Sex-lethal (Sxl) is the master regulatory gene for both sex determination and dosage compensation in Drosophila melanogaster (), where it functions as an RNA-binding protein. Named for its mutation phenotype in D. melanogaster, Sxl is found in Dipteran insects. Though present in both sexes, Sxl's activity is female-specific in D. melanogaster. It is most closely related to the ELAV/HUD subfamily of splicing factors.
In D. melanogaster, Sxl exerts its effects primarily through post-transcriptional regulation, specifically alternative splicing and translational repression. It regulates at least three key target genes: *Sxl* itself (autoregulation), *transformer (tra)* (sex determination), and *male-specific lethal-2 (msl-2)* (dosage compensation).
Sxl regulates its own expression through a positive feedback loop in females. This involves alternative splicing of the *Sxl* pre-mRNA. In males, the *Sxl* transcript includes a "male-specific exon" (exon 3) that contains an early stop codon, resulting in a truncated, non-functional protein. In females, Sxl protein binds to its own pre-mRNA at multiple sites, both upstream and downstream of the male-specific exon. This binding primarily influences the selection of the 5' splice site of the male exon, promoting the skipping of the male-specific exon and the production of a full-length, functional Sxl protein. The protein PPS interacts with Sxl and helps mediate this effect.
In fruit flies, Sxl protein participates in alternative splicing of the transformer gene, ultimately deciding the sex of the fly. Sxl induces female-specific alternative splicing of the transformer (tra) pre-mRNA by binding to uridine-rich polypyrimidine tracts near the non-sex-specific 3' splice site. This binding prevents the general splicing factor U2AF from binding, thus promoting the use of a female-specific upstream 3' splice site.
Sxl regulates *male-specific lethal-2 (msl-2)*, a key component of the dosage compensation complex, through a combination of alternative splicing and translational repression. Sxl binds to both the 5' and 3' UTRs of *msl-2* mRNA. The binding in the 5' UTR leads to the retention of an intron containing a stop codon, while binding in both UTRs contributes to translational repression. This prevents the production of MSL-2 protein in females, thereby preventing dosage compensation from occurring.
Beyond *tra* and *msl-2*, Sxl has been shown to affect the expression of other genes. RIP-seq analysis has identified hundreds of potential Sxl targets in primordial germ cells, suggesting a broader role in gene regulation. Sxl also regulates gene expression by repressing translation, binding to both the 5' and 3'UTRs.
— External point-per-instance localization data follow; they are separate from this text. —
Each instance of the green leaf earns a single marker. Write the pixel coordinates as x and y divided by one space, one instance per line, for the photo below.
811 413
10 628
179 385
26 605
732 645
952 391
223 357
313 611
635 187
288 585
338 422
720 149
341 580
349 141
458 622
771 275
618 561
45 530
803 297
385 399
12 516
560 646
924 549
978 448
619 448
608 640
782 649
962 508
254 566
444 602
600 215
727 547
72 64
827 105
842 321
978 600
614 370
SXL contains an N-terminal Gly/Asn-rich domain that may be responsible for protein-protein interaction, and tandem RNA recognition motifs (RRMs) that show high preference for binding single-stranded, uridine-rich target RNA transcripts. The crystal structure of the tandem RRMs bound to a *tra*-derived RNA reveals a V-shaped cleft where the RNA binds. Notably, there are no interdomain contacts between the RRMs in the absence of RNA, indicating conformational flexibility.
Sxl is known to interact with several other proteins, including:
The name "Sex-lethal" derives from the fact that loss-of-function mutations are lethal in females (XX individuals) due to misregulation of dosage compensation. Some *Sxl* alleles cause female sterility rather than lethality. Conversely, gain-of-function *Sxl* alleles can be lethal in males. Mutations in *Sxl* can also affect sexual behavior and pheromone production. Somatic mosaic females that carry mutations in the *Sxl* gene develop abnormal genitalia and reproductive tissue.